Enfin une loi criminalisant le harcèlement sexuel soumise au vote du Parlement


Le Parlement libanais, réuni en séances plénières aujourd’hui et demain, ne va pas adopter, comme promis, une nouvelle loi électorale. Par contre, une loi criminalisant le harcèlement sexuel et raciste va être soumise au vote. Enfin ! Il était grand temps.

Le harcèlement sexuel est monnaie courante au Liban. Le harcèlement raciste aussi. Les mâles qui reluquent les rondeurs de leurs employées, qui n’hésitent pas à balader leurs mains là où ils ne devraient pas, ou qui font des propositions scabreuses et insistantes, sont souvent les mêmes qui maltraitent les travailleurs étrangers. Surtout ceux venus de pays pauvres, dont la peau n’a pas bruni au soleil d’une plage à la mode ou d’une station de ski huppée.

Il y aussi ces marâtres qui prennent plaisir à humilier en public et en privé leur employée de maison, et parfois celle des autres.

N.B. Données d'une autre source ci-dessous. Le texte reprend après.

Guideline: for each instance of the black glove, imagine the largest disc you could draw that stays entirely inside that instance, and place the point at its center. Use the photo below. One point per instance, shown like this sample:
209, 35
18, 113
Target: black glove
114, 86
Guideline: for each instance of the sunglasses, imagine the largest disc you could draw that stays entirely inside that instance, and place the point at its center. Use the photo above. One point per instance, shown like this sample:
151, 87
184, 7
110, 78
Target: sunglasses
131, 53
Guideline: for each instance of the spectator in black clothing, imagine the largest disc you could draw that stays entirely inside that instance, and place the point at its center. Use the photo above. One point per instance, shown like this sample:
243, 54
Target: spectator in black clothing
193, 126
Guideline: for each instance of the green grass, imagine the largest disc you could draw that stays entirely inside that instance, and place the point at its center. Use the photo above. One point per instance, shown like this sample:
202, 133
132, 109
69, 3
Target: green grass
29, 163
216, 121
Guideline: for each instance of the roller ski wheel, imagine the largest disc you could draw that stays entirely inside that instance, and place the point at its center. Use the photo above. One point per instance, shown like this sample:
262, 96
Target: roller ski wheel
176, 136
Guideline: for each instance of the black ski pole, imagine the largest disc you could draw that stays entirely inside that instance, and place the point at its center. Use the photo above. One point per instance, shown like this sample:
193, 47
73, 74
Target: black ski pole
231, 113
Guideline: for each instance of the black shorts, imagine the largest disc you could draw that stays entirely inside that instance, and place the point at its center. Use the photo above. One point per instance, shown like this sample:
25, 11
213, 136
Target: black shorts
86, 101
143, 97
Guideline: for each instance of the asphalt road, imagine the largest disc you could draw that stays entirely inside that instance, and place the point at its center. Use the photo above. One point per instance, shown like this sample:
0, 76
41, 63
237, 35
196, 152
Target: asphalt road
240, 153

Sans parler des jeunes cops aux hormones frétillantes et des vieux boucs à la libido finissante qui se permettent les pires insinuations à l’encontre des filles et des femmes qui ont la malencontreuse idée de croiser leur chemin. Et quand ces filles ou ces femmes viennent d’Asie ou d’Afrique, ces insinuations sont encore plus salaces et plus désobligeantes.

Le projet de loi criminalisant le harcèlement sexuel et raciste présenté par le député Ghassan Moukheiber va enfin mettre fin à l’impunité dont jouissent les harceleurs en tous genres – s’il est bien évidemment adopté par le Parlement et non repoussé sine die en commission, comme c’est parfois le cas.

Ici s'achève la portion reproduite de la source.